Thursday, January 28, 2010

This Present Darkness

Now that Vault of Story is rolling along, I find it to be a good outlet. Composing short pieces has provided a nice break from the seemingly perpetual slog of editing the novel. It has given me unexpected pause, too.

The other day, poring over the handful of DVDs I own, my gal said something interesting. She commented that most of the movies were dark and heavy. This was not a quality I'd noticed, but I couldn't disagree: they tend toward the dark end of the spectrum. Grosse Point Blank might be there (best romantic comedy ever), but most of what you'll find are zombies and post-apocalypses.

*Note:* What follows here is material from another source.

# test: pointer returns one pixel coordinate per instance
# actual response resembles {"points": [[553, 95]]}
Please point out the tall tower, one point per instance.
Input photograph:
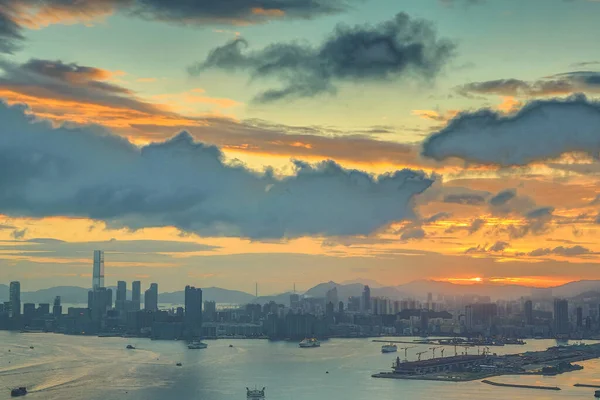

Things that make you go "Hmm..."

How does this connect to my writing blog, you may well ask? Reviewing the content on Vault of Story thus far, I wonder if it isn't dissimilar from my DVDs, dark and morbid. Writing, so they say, is a process of discovery. Folks would not describe me as a morbid character. I'm gregarious to a fault, a goofy raconteur. Who's this creep oozing out of the ink?

Hmm, hmm, and double-hmm.

When I was younger, my creative output was mostly silly comic books. Maybe I got depressed and swung the other way, like an axe swing. Either that or I'm about to become very depressed now, seeing as I'm such a one-note wonder. Time will tell.


Eme said...

I haven't found your writings on Vault of Story to be particularly dark or morbid, but just thoughtful. And The Truant is quite light in tone.

I do find it ironic, however, that as I viewed this post, a box labeled "128,890 people died the day I was born" was directly to the right.

wngl said...

Ms Eme, as always you strike right to the nerve cluster. Duly noted!

David DeWall said...

Love that snowman picture.

Silly comic books? I grew up on those, but moved on from DC to Marvel and all their troubled characters.

Now? The dark side creeps in from time to time, but I usually just show my "Bonehead" living in a Philippines jungle side.

wngl said...

David, your blog is a continuing inspiration!

A quote from Dean Koontz (of all people) seems in order: "In the belly of Leviathan, one must despair and perish, or be cheerful and persevere."

I think we're both of the later persuasion.